«Дмитрий Александрович Ровинский» 1896 г.
...Его речь, живая и очень сжатая, без всяких цветов красноречия, содержательная по существу и простая по форме, выслушивалась с особым вниманием и всегда достигала своей цели. Он избегал всяких резкостей и, никогда не впадая в полемический тон, старался не убедить других во что бы то ни стало, но ясно и точно изложить свое убеждение. Когда однажды, в характеристике весьма непривлекательного образа действий одного из участвующих в деле лиц, у него, наряду с описанием фактической стороны дела, сорвался с языка эпитет «безобразие», он был этим искренне огорчен и чрезвычайно встревожен. Не будучи оратором, он умел действовать на слушателей спокойным достоинством своей речи. Он не принадлежал к мастерам слова, но зато никогда не забывал на трибуне
великий завет Гоголя «обращаться со словом честно».
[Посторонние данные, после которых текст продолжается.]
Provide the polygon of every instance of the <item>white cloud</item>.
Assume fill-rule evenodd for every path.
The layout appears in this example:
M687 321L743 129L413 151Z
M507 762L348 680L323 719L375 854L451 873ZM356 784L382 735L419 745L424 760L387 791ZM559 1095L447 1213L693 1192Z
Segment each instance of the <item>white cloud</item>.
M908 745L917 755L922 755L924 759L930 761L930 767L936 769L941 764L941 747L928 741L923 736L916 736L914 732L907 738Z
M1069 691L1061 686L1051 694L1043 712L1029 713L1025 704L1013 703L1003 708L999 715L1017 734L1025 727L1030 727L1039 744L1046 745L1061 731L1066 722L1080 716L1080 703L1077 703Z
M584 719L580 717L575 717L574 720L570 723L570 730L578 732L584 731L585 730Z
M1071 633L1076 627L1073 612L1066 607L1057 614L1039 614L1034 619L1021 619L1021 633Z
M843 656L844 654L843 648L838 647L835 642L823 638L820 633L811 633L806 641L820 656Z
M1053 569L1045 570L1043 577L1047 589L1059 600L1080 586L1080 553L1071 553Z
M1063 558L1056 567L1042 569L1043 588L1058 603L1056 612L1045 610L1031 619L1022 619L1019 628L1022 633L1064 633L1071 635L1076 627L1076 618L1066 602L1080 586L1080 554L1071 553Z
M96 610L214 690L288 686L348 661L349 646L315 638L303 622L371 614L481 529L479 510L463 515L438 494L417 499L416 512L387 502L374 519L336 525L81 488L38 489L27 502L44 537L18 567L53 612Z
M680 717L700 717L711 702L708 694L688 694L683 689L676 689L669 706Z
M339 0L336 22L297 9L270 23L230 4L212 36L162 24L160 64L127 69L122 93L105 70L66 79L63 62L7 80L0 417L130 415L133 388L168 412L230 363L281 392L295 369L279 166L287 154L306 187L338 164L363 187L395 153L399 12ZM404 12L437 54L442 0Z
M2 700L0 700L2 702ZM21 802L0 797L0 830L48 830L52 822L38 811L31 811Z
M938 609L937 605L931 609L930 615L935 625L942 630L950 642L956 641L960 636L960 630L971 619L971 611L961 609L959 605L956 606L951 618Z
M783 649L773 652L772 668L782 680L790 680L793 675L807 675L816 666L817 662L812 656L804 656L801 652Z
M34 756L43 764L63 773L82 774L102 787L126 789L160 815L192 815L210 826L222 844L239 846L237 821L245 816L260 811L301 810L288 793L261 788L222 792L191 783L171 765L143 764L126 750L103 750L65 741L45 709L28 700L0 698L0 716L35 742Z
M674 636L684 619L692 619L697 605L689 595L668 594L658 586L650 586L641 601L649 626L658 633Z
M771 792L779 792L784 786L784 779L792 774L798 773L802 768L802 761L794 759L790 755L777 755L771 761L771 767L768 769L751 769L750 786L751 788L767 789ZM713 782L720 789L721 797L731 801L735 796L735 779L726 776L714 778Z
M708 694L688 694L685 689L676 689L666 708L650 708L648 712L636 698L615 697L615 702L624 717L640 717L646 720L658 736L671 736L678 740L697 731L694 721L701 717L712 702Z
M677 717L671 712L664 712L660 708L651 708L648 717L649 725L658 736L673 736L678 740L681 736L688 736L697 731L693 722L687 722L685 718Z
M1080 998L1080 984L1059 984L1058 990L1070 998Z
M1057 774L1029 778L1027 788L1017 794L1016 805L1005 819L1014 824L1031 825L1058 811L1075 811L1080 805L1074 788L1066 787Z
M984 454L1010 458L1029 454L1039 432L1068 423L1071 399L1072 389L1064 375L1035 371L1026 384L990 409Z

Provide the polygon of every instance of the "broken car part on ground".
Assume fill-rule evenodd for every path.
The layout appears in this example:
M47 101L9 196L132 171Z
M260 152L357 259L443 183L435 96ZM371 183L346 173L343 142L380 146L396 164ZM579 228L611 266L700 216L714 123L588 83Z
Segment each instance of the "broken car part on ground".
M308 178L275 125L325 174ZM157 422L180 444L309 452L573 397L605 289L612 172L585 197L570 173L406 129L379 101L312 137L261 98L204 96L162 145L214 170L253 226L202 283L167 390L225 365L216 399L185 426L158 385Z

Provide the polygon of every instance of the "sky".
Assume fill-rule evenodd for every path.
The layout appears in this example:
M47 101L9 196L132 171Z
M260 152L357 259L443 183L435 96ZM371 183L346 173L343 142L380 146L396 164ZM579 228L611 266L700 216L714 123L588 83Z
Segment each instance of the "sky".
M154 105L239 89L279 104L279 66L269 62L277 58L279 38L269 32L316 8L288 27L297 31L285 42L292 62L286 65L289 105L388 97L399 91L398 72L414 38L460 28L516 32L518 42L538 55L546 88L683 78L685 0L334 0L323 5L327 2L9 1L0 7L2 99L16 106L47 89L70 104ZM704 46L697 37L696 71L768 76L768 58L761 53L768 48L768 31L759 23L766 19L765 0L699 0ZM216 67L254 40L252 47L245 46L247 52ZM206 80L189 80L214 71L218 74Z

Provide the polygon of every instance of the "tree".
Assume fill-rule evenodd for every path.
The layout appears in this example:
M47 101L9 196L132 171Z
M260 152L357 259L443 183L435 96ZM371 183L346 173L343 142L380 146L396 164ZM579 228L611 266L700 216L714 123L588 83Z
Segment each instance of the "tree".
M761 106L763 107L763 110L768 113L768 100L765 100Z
...Высоко ставя звание мирового судьи, Ровинский всегда ратовал против раздвоения личности судьи - на частного человека, который может быть молчаливым свидетелем беззаконий, совершаемых на его глазах, и на судью, остающегося таким только в свои присутственные часы и у себя в камере. Когда среди общего шума и насмешек по адресу местного мирового судьи до Сената докатилось в 1871 году громкое дело шансонетных певиц Бланш-Гандон и Филиппо, против которых судьею, посетившим театр «Буфф», было возбуждено преследование по 43 статье Устава о наказаниях, налагаемых мировыми судьями, за бесстыдные во время представления телодвижения и непристойный костюм или, вернее, отсутствие его, Ровинский принял доклад дела на себя и настоял на том, что мировой судья действовал вполне согласно со своей нравственною и общественною задачею, приступив к исполнению судейских обязанностей ввиду зрелища, «в котором мужчина и женщина низводятся на степень животных, публично проявляющих грубый инстинкт половых стремлений».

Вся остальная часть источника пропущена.